The LinkedIn Algorithm Didn’t Get Harder: You’re Just Playing the Wrong Game…
A practical breakdown of what the algorithm favors today
Okay star, let’s talk about something that’s been driving me crazy.
Every week someone DMs me like: “Melissa, the algorithm is broken. My reach is dead. LinkedIn hates me now.”
And every time I’m like... no, babe. The algorithm isn’t broken.
You’re just still playing the 2023 game in 2026. And that game? It’s over.
I see it so often that I turned it into two FREE PDFs: one on the content mistakes that quietly cap reach, and one on the growth traps that stall progress even when you’re consistent.
Get them here 👉https://citrinecreators.co/resources
Let me explain what’s actually happening because once you get this, everything changes✨
LinkedIn isn’t ranking your posts anymore. It’s ranking YOU!
Read that again.
The algorithm is now trying to answer one question:
“Is this person actually credible on this topic for this audience?”
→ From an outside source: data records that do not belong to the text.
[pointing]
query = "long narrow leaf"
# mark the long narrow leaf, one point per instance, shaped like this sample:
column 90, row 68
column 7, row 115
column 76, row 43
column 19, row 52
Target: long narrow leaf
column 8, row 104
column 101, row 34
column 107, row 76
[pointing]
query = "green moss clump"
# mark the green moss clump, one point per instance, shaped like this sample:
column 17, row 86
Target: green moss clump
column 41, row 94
That’s it. That’s the whole game now.
This is why two creators can post the same exact format and get wildly different results. One person’s carousel flops. Another person’s identical carousel gets 500K impressions.
The difference isn’t the content. It’s the person behind it.
You’re not being rewarded for activity anymore. You’re being rewarded for consistency of expertise.
Here’s what LinkedIn is actually looking at in 2026:
What your profile says you’re good at. What topics you post about repeatedly. How people interact with your content. Whether conversations continue after the post. Whether people come back to you over time.
LinkedIn’s latest update (internally they’re calling it 360 Brew) now reads your headline, about section, and experience to verify your authority BEFORE distributing your posts.
If your content doesn’t match what your profile claims? LinkedIn limits your reach.
Think about it: A healthcare professional randomly posting about crypto? The algorithm is like “...girl, what? This doesn’t match. I’m not showing this to people.”
Your profile and your content need to tell the same story. Period 💅
The new game is topic ownership, not virality
I know everyone wants to go viral. Trust me, I get it. When my layoff post went mega-viral, it felt amazing.
But here’s what I’ve learned: Virality is unpredictable. Topic ownership is not.
The accounts winning right now do one thing extremely well: they train both humans AND the algorithm to associate them with a small number of ideas.
Not five topics. Not ten. Two or three.
I talk about brand partnerships, LinkedIn strategy, and creator monetization. That’s my lane. I don’t randomly post about fitness or politics or whatever’s trending. I stay focused.
When you do this consistently:
Your posts travel further without crazy spikes. Old posts resurface weeks later (this happens to me ALL the time now). New audiences find you automatically.
Reach feels slower but lasts way longer. That’s the trade-off. And honestly? It’s so worth it.
Why video matters and why most people still get it wrong 🎥
2-4 minutes (not 30 seconds, not 10 minutes)
Starts with a specific insight, NOT “hey guys welcome back”
Explains ONE idea clearly
Ends with a perspective shift or action step
No fancy edits needed. No virality tricks.
Saves are the metric that matters now. Not likes.
Comments that add real thought
Replies that keep the conversation going
Saves that signal “I need this later”
Every meaningful interaction tells LinkedIn: “This content is worth staying with.”
The creators winning right now:
Don’t chase formats: they master ideas
Don’t post daily: they post deliberately
Don’t optimize for reach: they optimize for recall
People don’t remember your best post. They remember what you consistently help them understand.
💫Remember:
Topic chaos
Shallow takes
Performative posting
More rewarding of:
Clear expertise
Repeated insights
Trust built over time
If your content clearly signals expertise, your profile reinforces it, and your engagement deepens it, well… the algorithm does the heavy lifting for you.